O biólogo Eduardo Vélez também destaca o potencial de geração de renda que uma unidade de conservação oferece para a comunidade local. Ele cita o Parque Nacional de Aparados da Serra, onde fica o Cânion Itaimbezinho, que atraiu turistas para a região e ajudou a desenvolver Cambará do Sul.
— Em geral, os proprietários de terras nessas regiões são muito reativos a criar unidades de conservação. Nunca é fácil ou harmônico. Mas, se tu fores comparar Cambará do Sul hoje e 30 anos atrás, vais ver como a cidade se desenvolveu, tem hospedarias, restaurantes, porque as pessoas querem ir lá, olhar a natureza, as aves — cita Vélez, sugerindo que no pampa se façam deques ou torres de observação, para assistir à paisagem de cima.
Plano de manejo
O próximo passo, após a oficialização da área como refúgio de vida silvestre, é a elaboração de um plano de manejo, que delimitará, por exemplo, a zona de amortecimento ou corredor ecológico – faixas de proteção ao redor das unidades de conservação, com restrições de atividades – e quais os níveis máximos de intervenção humana no local, bem como possibilidades de atividades de educação ambiental na região.
O prazo para a conclusão do plano de manejo é de até três anos, mas, como a comunidade local tem se envolvido no debate, o diretor de Biodiversidade da Secretaria Estadual do Ambiente e Infraestrutura (Sema), Diego Pereira, acredita que a finalização poderá se dar antes.
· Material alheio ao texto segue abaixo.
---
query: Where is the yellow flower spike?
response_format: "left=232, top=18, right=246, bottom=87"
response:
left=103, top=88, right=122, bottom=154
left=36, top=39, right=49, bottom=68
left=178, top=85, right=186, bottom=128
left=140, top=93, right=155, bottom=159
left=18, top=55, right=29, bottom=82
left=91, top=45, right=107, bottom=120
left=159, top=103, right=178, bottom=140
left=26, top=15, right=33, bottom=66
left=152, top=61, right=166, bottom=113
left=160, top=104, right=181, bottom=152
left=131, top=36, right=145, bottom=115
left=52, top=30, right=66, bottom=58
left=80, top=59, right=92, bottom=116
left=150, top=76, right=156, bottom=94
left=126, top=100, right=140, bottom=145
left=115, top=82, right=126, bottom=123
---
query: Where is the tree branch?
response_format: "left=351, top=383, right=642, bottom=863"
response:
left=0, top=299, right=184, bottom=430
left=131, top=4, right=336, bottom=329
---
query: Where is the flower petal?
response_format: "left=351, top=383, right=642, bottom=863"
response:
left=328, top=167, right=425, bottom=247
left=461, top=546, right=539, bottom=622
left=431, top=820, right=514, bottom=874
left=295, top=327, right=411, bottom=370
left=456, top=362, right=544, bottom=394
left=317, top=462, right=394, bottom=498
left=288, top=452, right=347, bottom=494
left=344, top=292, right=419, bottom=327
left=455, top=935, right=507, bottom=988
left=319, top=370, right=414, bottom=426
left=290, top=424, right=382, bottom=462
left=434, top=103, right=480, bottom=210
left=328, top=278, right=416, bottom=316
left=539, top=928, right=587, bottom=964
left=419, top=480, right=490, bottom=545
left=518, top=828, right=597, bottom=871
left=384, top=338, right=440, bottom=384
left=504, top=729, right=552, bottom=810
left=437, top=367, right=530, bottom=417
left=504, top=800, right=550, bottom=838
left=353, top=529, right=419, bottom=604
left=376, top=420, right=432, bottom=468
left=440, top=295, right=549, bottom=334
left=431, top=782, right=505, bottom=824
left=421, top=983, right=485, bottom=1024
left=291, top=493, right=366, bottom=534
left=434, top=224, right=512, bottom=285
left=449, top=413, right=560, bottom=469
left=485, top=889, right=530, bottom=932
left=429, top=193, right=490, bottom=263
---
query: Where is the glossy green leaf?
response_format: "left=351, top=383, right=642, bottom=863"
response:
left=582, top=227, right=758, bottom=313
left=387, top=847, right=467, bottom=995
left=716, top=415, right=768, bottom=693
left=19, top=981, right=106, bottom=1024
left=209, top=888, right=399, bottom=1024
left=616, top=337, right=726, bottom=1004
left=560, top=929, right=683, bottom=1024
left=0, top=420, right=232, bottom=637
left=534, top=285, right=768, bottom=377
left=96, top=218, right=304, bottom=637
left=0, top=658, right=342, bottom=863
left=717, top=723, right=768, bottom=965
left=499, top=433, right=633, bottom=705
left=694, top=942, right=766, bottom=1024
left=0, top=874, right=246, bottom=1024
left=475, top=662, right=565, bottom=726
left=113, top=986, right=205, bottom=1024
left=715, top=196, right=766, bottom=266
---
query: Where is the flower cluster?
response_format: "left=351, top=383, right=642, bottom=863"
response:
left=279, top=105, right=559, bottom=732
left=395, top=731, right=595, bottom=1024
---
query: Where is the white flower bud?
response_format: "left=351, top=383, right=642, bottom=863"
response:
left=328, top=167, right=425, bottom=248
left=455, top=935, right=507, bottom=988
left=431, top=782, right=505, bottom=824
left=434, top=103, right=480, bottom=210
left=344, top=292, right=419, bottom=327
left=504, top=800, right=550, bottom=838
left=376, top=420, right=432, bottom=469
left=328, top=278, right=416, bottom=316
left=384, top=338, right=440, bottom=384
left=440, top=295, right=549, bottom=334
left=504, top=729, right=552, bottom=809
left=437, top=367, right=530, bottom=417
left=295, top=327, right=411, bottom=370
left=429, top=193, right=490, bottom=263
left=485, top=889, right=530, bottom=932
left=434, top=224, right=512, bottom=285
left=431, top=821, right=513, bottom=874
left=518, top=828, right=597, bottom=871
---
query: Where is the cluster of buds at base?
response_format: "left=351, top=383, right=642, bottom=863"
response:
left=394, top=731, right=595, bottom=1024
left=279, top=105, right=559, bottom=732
O documento é elaborado por um conselho consultivo que, hoje, é constituído por 17 instituições públicas e privadas.
— A legislação prevista para o refúgio de vida silvestre dá algumas ideias mínimas básicas, mas o plano de manejo deixará mais claros alguns pontos específicos, como as atividades possíveis na zona de amortecimento — relata Pereira.
A Sema pretende, ainda, criar estímulos para a produção de pecuária extensiva sustentável no local. Segundo o diretor de Biodiversidade, a UC dispõe de R$ 2,4 milhões depositados em juízo, oriundos de medidas compensatórias de grandes empresas, que serão destinados à implementação do refúgio de vida silvestre, a projetos científicos e outras atividades que promovam a preservação. Outra possibilidade é o programa Campos do Sul, que certifica boas práticas ambientais no manejo pecuário, oferecendo um “selo verde” aos produtores.
A gestão e a fiscalização do Banhado do Maçarico serão feitas por servidores do Estado que já atuam em outra UC localizada na região – a reserva biológica do Mato Grande, em Arroio Grande. A equipe é formada por guarda-parques e dois técnicos.